One and Only
- The One and Only Ivan; The One and Only Bob; The One and Only Ruby; The One and Only Family;
- Author: Katherine Applegate
- Country: United States
- Language: English
- Publisher: Harper Collins
- Published: 2012
- No. of books: 4

= One and Only (book series) =

Children's book series by K.A. Applegate

The One and Only is a series of middle-grade novels written by Katherine Applegate and illustrated by Patricia Castelao. The series consists of four books: The One and Only Ivan (2012), The One and Only Bob (2020), The One and Only Ruby (2023) and The One and Only Family (2024). The books are inspired by the real-life story of a gorilla named Ivan and center on themes of friendship, empathy and animal welfare.

== Books ==

=== The One and Only Ivan (2012) ===
The One and Only Ivan is the first book in the series.
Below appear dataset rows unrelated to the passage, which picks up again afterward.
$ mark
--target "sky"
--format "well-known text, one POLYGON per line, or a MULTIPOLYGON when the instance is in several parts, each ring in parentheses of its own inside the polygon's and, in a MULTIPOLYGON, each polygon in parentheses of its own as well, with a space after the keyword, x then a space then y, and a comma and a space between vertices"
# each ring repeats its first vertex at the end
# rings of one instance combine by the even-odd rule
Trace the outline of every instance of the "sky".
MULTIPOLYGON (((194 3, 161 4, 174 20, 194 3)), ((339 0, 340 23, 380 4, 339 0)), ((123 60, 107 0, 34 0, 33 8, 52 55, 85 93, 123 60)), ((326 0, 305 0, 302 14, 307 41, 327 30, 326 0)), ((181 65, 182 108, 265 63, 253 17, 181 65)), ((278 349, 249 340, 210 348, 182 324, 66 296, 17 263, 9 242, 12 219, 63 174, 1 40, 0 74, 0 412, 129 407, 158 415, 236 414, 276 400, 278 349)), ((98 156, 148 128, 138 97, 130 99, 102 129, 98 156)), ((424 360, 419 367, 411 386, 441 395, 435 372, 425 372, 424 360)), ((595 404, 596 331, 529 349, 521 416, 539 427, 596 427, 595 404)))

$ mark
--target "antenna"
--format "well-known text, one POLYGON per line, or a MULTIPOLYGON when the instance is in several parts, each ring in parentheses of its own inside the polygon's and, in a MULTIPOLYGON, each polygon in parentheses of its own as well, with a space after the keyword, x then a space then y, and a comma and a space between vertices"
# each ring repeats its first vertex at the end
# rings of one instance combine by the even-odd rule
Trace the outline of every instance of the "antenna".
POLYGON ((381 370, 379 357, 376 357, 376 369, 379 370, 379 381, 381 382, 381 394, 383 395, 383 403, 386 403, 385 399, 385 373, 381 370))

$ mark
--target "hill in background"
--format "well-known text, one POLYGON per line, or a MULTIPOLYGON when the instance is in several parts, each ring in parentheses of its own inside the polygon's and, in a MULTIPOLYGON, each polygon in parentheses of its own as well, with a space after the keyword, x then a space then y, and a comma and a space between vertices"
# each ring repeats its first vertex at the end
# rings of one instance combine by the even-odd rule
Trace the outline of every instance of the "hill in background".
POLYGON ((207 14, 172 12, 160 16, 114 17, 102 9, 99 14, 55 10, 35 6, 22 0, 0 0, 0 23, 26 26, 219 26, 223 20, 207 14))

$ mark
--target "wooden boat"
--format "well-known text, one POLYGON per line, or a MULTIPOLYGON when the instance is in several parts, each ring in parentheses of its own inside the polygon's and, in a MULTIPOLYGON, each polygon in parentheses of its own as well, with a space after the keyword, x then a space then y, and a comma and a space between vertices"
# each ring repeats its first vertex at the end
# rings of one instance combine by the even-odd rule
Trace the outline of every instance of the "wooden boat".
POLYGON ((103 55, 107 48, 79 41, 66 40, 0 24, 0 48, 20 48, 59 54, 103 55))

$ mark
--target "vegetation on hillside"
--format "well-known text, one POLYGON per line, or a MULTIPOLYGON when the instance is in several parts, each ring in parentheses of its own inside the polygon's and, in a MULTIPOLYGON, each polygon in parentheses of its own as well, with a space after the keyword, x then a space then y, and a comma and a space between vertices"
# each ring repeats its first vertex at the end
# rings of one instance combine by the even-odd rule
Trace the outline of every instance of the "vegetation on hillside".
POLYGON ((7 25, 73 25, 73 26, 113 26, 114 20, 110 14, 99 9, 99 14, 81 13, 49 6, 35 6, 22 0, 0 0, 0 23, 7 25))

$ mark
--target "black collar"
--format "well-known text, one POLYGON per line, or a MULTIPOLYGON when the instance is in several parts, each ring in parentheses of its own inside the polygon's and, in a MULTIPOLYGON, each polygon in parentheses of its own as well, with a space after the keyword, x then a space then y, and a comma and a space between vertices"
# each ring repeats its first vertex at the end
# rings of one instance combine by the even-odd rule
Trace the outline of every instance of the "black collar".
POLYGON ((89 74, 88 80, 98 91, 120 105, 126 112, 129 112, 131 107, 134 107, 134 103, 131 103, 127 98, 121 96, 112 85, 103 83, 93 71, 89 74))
It tells the story of Ivan, a silverback gorilla who lives in a shopping mall exhibit and befriends a baby elephant named Ruby. The novel is narrated from Ivan's point of view and was inspired by the true story of a gorilla who lived in captivity in Washington state. The book won the Newbery Medal in 2013 and has been adapted into a 2020 Disney+ film.

=== The One and Only Bob (2020) ===
The One and Only Bob serves as a sequel and follows Bob, a stray dog who was a supporting character in the first book. The story explores Bob's journey to find courage and his long-lost sister during a hurricane rescue mission.

=== The One and Only Ruby (2023) ===
The One and Only Ruby is the third book in the series. It centers on Ruby, the young elephant introduced in the first book, now living in a wildlife sanctuary. The novel focuses on Ruby's reflections about her past and her efforts to find her voice and sense of belonging.

=== The One and Only Family (2024) ===
The One and Only Family is the fourth book, serving as a conclusion to Ivan's story.

== Film adaptation ==
The One and Only Ivan was adapted into a feature film by The Walt Disney Company, released on Disney+ on August 21, 2020. The film stars the voices of Sam Rockwell as Ivan, Danny DeVito as Bob, and Angelina Jolie as Stella.